Shrikes are non-dimorphic; that is, both sexes look alike. Furthermore, both loggerhead and northern shrikes have similar markings. The adults of the two species sport solid black masks across their eyes that extend along the sides of the head, are grayish in overall color, have black tails and share similarly patterned dark wings with white wing patches that are visible when in flight.
The rare loggerhead shrike prefers grassland habitats, of which very little remain in Minnesota. It is the primary reason their presence is so limited. Loggerheads in Minnesota are likely to be found in western counties as well as Goodhue, Rice and Dakota counties. Loss of habitat from farming practices, development and encroachment of trees onto grasslands are just a few of the possible reasons affecting loggerhead abundance.
Loggerhead shrikes acquired their unusual name because, relative to their body size, they have large heads. Hence, loggerhead. Northern shrikes are named as such because of where they spend their summers. These shrikes migrate to the Canadian Yukon and Northwest Territories, northern Quebec and central Labrador, as well as Alaska, to raise their broods every year. Winters are spent in Minnesota and other northern-tier states.

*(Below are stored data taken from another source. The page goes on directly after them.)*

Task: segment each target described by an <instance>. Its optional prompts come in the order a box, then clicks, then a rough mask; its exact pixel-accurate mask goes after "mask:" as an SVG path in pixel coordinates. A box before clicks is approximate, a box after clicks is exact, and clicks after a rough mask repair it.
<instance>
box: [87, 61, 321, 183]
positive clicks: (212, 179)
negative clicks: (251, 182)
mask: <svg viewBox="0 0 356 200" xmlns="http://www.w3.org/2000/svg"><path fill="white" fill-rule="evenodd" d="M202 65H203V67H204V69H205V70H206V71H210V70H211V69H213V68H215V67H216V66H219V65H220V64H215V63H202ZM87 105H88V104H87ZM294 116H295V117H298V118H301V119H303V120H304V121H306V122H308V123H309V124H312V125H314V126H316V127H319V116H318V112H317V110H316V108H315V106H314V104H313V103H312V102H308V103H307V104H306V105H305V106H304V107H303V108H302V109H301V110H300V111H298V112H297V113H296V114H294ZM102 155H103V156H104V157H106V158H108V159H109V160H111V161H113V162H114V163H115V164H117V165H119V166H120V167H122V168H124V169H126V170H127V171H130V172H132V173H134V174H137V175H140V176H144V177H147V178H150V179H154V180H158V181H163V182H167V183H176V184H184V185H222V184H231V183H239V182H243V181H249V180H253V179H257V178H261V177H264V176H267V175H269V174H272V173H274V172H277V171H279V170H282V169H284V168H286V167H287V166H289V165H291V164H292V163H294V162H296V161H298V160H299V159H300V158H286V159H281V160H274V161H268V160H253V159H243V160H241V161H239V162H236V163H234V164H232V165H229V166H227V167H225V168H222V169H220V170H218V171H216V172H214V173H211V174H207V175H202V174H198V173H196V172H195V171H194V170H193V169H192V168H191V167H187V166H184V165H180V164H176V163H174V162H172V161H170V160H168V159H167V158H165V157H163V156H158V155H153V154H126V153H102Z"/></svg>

Shrikes are independent birds that prefer hunting alone. Scanning the ground for prey from the limbs of trees, shrikes will suddenly dive and fly above the vegetation as they prepare to attack.
Prey is captured by dropping on top of the quarry. Shrikes feed on a wide variety of animal matter, including beetles, grasshoppers, caterpillars, wasps, crickets and other invertebrates. However, the majority of their diet, particularly in the winter for northern shrikes, is larger prey such as mice, voles, lemmings and birds.
Since shrikes cannot securely grip their prey like owls, eagles, hawks and falcons can do with their talons, shrikes will commonly impale or wedge their food onto the thorns of woody and herbaceous plants, on the barbs of barbed-wire fencing or into the cracks of branches and bark. Their hooked bills do the rest of the work as they tear off small bits to swallow. Like owls, shrikes regurgitate tiny pellets of undigested parts such as hair, exoskeletons of insects and bones.
Indeed, shrikes are among the most fascinating birds. Looking at them, one would never guess them to be the hunter they are. A mid-size bird, more raptor than songbird, searching for shrikes is yet another reason to get out and enjoy the great outdoors.
Blane Klemek is the Bemidji area assistant wildlife manager, DNR Division of Fish & Wildlife.